The internal polyurethane ball is like we said, almost indestructible – dogs which can normally torture-test any ball into submission seem unable to break the Waboba, which has the added advantage of offering a hand-me-down route for any damaged and deskinned Wabobas – throw them to Deefer!
The inventor of the ball of the story is just about getting the "recipy" of the first test ball right, setting up a business, getting international patent rights etc. The story is still developing with new great distributors and partners, new and better versions of the ball, new markets and most of all, more people having fun with waboba on the beaches of the world.
We came across the Waboba Ball in a sports store and at AUS$10.00 (US$8), it was the ideal impulse buy – cheap enough so it didn’t matter if it failed to meet the claims. We get quite cynical in this role and I didn’t expect it to be that much different to throwing a tennis ball, but I was wrong. It is fantastic. You can’t help but reflect on how a series of small change to the humble ball can make it so much fun compared to any of the permutations and combinations of construction, density, and consistency we’ve seen of the humble and elegant orb prior to now and apart from being an ideal toy, we think it has great potential as a promotional item for any water-related company.
The reason it changes things so much is that it bounces on water – hard to fathom until you have done tried it, but an entirely new phenomenon due to the unique physical attributes of the Waboba Ball.
The simplest way to have fun with a Waboba Ball is to throw it so that it bounces on the water between you and a friend. It reacts slightly to the particular water surface it bounces off, so bouncing it in surf or even small waves varies the angle enough to require some fine-tuning of your hand-eye coordination to catch it, and it has enough weight so that it maintains a lot of its momentum when it bounces, meaning it carries a fair distance and comes through much quicker then you initially expect.
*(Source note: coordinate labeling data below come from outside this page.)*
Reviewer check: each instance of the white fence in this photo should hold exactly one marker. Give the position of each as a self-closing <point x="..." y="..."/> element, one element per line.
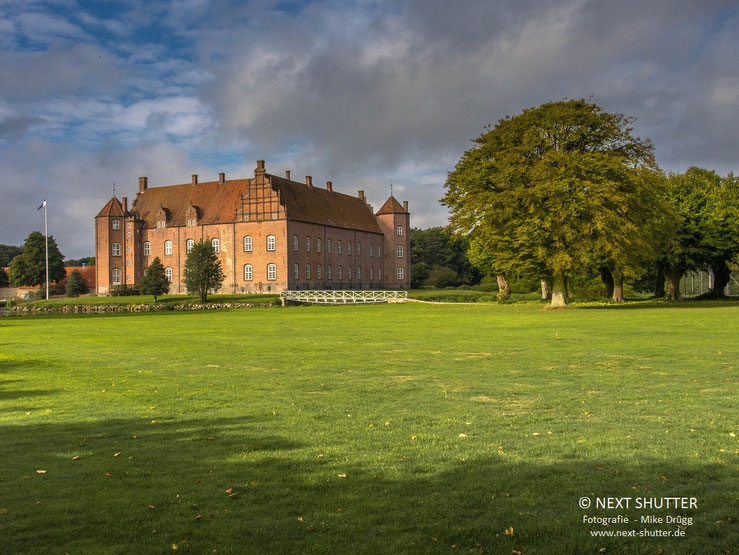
<point x="371" y="296"/>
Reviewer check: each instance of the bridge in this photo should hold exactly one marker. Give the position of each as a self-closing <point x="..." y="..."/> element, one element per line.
<point x="370" y="296"/>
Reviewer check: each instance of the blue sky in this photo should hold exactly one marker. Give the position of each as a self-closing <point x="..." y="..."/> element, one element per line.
<point x="356" y="92"/>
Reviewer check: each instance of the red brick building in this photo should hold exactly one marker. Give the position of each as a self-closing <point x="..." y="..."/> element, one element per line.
<point x="270" y="233"/>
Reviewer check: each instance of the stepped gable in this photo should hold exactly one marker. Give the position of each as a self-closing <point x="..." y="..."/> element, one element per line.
<point x="112" y="208"/>
<point x="216" y="202"/>
<point x="317" y="205"/>
<point x="392" y="206"/>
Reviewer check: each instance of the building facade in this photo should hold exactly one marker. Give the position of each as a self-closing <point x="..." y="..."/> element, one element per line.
<point x="270" y="234"/>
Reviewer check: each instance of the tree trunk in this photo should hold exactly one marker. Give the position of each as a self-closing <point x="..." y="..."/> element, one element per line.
<point x="659" y="285"/>
<point x="721" y="278"/>
<point x="618" y="286"/>
<point x="559" y="291"/>
<point x="673" y="282"/>
<point x="607" y="278"/>
<point x="546" y="289"/>
<point x="504" y="289"/>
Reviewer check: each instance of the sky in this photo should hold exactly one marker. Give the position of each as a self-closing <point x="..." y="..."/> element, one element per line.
<point x="361" y="93"/>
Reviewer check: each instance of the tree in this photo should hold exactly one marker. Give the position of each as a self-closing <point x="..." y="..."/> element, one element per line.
<point x="546" y="191"/>
<point x="75" y="284"/>
<point x="155" y="281"/>
<point x="29" y="268"/>
<point x="203" y="271"/>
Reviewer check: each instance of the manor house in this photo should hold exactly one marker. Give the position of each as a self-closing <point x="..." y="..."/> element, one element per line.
<point x="270" y="233"/>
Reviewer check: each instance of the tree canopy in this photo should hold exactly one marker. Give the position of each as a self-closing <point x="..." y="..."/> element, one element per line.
<point x="29" y="268"/>
<point x="549" y="190"/>
<point x="203" y="271"/>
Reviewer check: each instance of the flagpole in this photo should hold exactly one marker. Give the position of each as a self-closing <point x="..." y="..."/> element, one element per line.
<point x="46" y="235"/>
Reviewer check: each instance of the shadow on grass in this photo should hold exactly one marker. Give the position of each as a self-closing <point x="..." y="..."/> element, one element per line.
<point x="142" y="485"/>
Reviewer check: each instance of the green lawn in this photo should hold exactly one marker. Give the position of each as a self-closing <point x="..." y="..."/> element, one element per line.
<point x="369" y="429"/>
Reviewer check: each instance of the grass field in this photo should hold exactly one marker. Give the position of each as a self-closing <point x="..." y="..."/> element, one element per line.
<point x="371" y="429"/>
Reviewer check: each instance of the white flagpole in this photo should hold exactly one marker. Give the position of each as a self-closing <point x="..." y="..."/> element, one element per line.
<point x="46" y="234"/>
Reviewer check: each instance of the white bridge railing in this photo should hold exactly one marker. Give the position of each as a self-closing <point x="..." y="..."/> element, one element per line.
<point x="344" y="297"/>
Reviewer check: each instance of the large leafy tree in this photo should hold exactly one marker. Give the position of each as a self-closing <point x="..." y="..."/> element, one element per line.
<point x="548" y="190"/>
<point x="203" y="271"/>
<point x="29" y="268"/>
<point x="155" y="280"/>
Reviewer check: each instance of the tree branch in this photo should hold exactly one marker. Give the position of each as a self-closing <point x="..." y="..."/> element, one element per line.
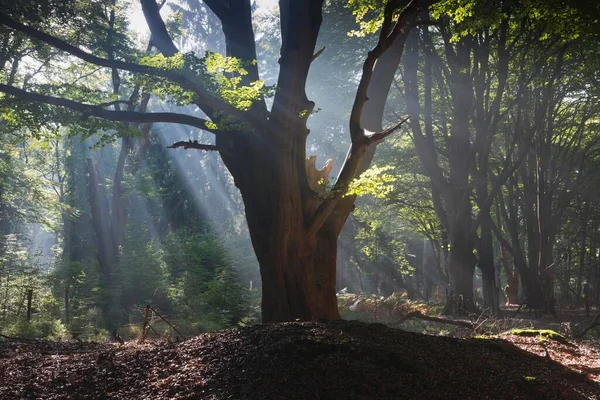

Whilst the Waboba is most fun in waist deep water, making it the ideal beach toy, it’s just as effective in the pool or anywhere else you can find water. The only problem with using it in the pool is that it bounces so well and travels so fast that you spend a bit too much time getting out of the pool to fetch it.
Most significantly, it’s fun – just catching it with one hand, particularly if you have an enthusiastic and powerful friend, is quite exacting and physically demanding. Watch these videos for some inspiration.
A new sport
The capabilities of the ball just demand experimentation and it just cries out for a new sport of some sort, and Waboba has already defined a game for six people. The idea of the game is to pass between team members, three in each team, without losing the ball to the other team. When all team members have caught the ball at least once, without interruption and with at least one bounce on water in each pass, the team gets one point (one round). The opposing team shall try to interrupt passes and start passing within their team. First team to three rounds wins the match. You have to pass the ball within 5 seconds after receiving it. It is allowed to tackle opponents, but not the player that has the ball. You are not allowed to hold an opponent. To play tournaments you need the Match Game rules, you can download them here.
We think there’s potential for a more formalised game with more participants – great for varying a gruelling season long training regime for teams of all types, and perhaps even a new sport in waiting.
Woboba is now seeking international distribution through sporting goods channels in most countries. We’re very bullish about the prospects for the Woboba – it might look like a simple ball, but it's not. It’s a killer example of how some thought and technology can make something soooo different, and valuable in the right circumstances.